This year the government has been working on a cybersecurity strategy that aims to thwart the risk of data breaches, which has been considered a top priority since 2020. In light of a series of ransomware attacks concerning critical data that may have been compromised in recent months, experts and officials view these measures as imperative to protect against such attacks. 

There has been a recent breach of Solar India Industries Limited, which is a company that supplies defense-related equipment, and the All India Institute of Medical Sciences (AIIMS), which is a leading research and healthcare organization in the country, that was reported to be the work of attackers in the last couple months. 

One of the strategies is to assess the severity of several vertical segments of data breaches, according to a person familiar with the matter. As part of these mitigation measures, a national threat intelligence exchange is being set up. A malware repository is being created. Baseline audits are being conducted, and awareness events such as Cyber Week are being planned. 

There is a three-pronged strategy centered on people, processes, and technology. A prime example is the people vertical, which entails improving cyber hygiene so that more cybersecurity professionals are trained and increasing cyber hygiene education. 

The document contains recommendations for processes, a plan for managing cybercrime crises, a standard operating procedure, and a privilege system. This is to ensure that users are given the minimum access to the system. 

There is no need for firewalls to be installed, intrusion prevention systems to be installed, behavioral analysis tools to be installed, network segmentation to be created, and offline backups to be configured. 

According to one of the officials mentioned above, some of these investment areas have already been taken on by the government. 

Aside from the National Informatics Centre (NIC), the government is also looking to revamp the Department of Information and Communication Technology, which is responsible for storing most of the government's information, as well as providing IT solutions to the government. 

The Indian National Security Council Secretariat has been conceptualizing a policy for the past two years under the leadership of Lieutenant General Rajesh Pant. He is the head of the National Security Council Secretariat. An emerging threat in the technology sector is being addressed through a policy called the National Cyber Security Strategy, 2021. This policy identifies the need for a legislative framework to address this challenge. 

To better protect data and ensure that data breaches are reported and punished, the federal ministry of electronics and information technology is drafting a digital data protection bill to govern the process of reporting and penalizing data breaches. The former official mentioned above pointed out the need for a system of regular auditing systems to make sure that data breaches are minimized.

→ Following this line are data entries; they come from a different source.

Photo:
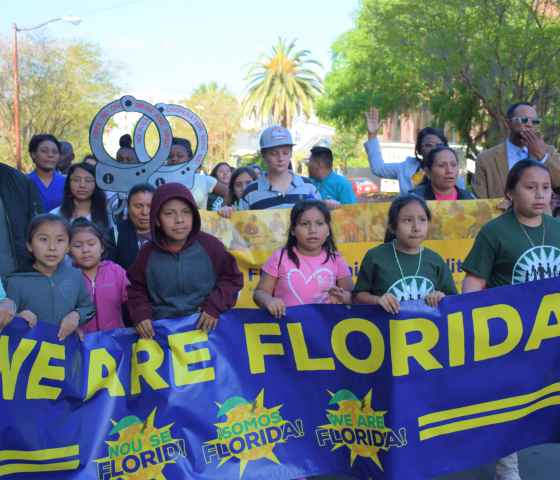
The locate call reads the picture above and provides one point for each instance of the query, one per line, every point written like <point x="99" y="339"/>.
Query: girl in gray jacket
<point x="52" y="291"/>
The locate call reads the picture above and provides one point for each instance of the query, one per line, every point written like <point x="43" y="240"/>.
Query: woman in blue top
<point x="409" y="173"/>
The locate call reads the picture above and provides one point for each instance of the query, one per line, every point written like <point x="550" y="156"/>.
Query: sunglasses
<point x="526" y="120"/>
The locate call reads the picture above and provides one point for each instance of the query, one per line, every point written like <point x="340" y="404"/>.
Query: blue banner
<point x="326" y="390"/>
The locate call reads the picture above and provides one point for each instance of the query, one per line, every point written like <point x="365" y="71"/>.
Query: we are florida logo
<point x="249" y="432"/>
<point x="141" y="450"/>
<point x="355" y="424"/>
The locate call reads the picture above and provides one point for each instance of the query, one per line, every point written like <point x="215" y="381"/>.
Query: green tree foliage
<point x="465" y="60"/>
<point x="63" y="86"/>
<point x="220" y="111"/>
<point x="282" y="85"/>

He also pointed out that an overarching mechanism is in place to ensure this happens. 

Based on a response to a question in parliament, according to the answer to the question, there were 41,378 cyber security incidents in 2017 and 1,267,564 announced in 2022. 

The government also replied to a question in the context of cyberspace being anonymous, and borderless, and now incorporating different types of devices and services into it. It uses technological innovations and innovation to make it even more sophisticated and complex. 

CERT-In is a national nodal agency responsible for incident response in the country as well as collecting information on cyber incidents that occur to Indian users. Any data breach affecting Indian users must be reported to the Indian Computer Emergency Response Team. The ministry of electronics and information technology informed Parliament on November 16 that there were a total of 14, 6, and 22 incidents identified between the years 2020, 2021, and 2022 (until November) according to the information reported to CERT-In and tracked by it. 

It was also reported to Parliament that between June 2018 and March 2022, Indian banks reported 248 data breaches that resulted in the leak of card-related information from their systems. 

There is no single National Cyber Security Strategy that can be effective without the inclusion of robust resilience measures, which is the view of Supreme Court lawyer NS Nappinai, the founder of Cybersaathi. Consequently, it is only this kind of thing that can protect us in the event of a black swan occurring. There have always been and will always be cyber security threats, but what protects against attacks on critical infrastructure is to make sure they are anticipated and avoided and to have a recovery plan that is quick and simple, she explained further.